Yes, that process data is “your” data. But if you do not know what it means, it is not worth much.
But wait, it gets worse: The closer you try to get to this data, the more stress you put on the control system. Remember that the devices in a control system are not data servers that exist for the purpose of your amusement. They exist primarily to control a process and secondarily to let you know what they are doing. In a real-time cycle, you have maybe one or two milliseconds out of every ten to answer network requests. If your data gathering efforts get in the way of communications with other process elements or the operations HMI, there will be a lot of very angry people. Remember whose performance bonuses are on the line.
Even worse: have you secured your connection to the control system properly? Are you Sure? ARE YOU REALLY ABSOLUTELY CERTAIN THAT THIS WILL BE FAIL-SAFE? Remember, there will be physical consequences if you are wrong. Yes, security is a concern. If the process is not secure it won’t be safe.
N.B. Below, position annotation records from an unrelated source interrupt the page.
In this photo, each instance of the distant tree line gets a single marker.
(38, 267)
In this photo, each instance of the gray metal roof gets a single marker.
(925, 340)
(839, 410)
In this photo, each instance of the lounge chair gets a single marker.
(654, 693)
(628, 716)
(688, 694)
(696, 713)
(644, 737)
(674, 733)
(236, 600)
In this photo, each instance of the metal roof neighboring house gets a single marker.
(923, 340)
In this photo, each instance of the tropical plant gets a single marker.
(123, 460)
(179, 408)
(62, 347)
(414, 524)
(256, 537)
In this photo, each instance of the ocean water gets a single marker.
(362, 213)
You will not want to meet operators who have had a process upset because someone abused your data connection and reconfigured a controller to do something awful.
So to you data scientists, I say this: Come to the plant or the infrastructure. Talk to the Superintendent, Engineers, and Operators. Do not make policy from the data without consulting them. They can fill you in on when and where the instrumentation has changed, what the data issues are like, how they make corrections and so on. They can tell you where the instrumentation may not be ideally sized for an application or when the process anomalies were triggered and why. They can also tell you where the data traffic may be too close to the limit to support your data demands. And finally, they can probably give you better reports on the limitations of the data than anything you can learn from a data lake.
There are costs to your data demands. There are capacity demands. There are security demands. There are comprehension problems. I am not suggesting that the Operations and Engineering staff have all the answers, but if you start by asking questions instead of plowing into data that you do not understand, you might just discover answers to the very things you would have spent weeks or months of studying that data tar-pit you call a lake.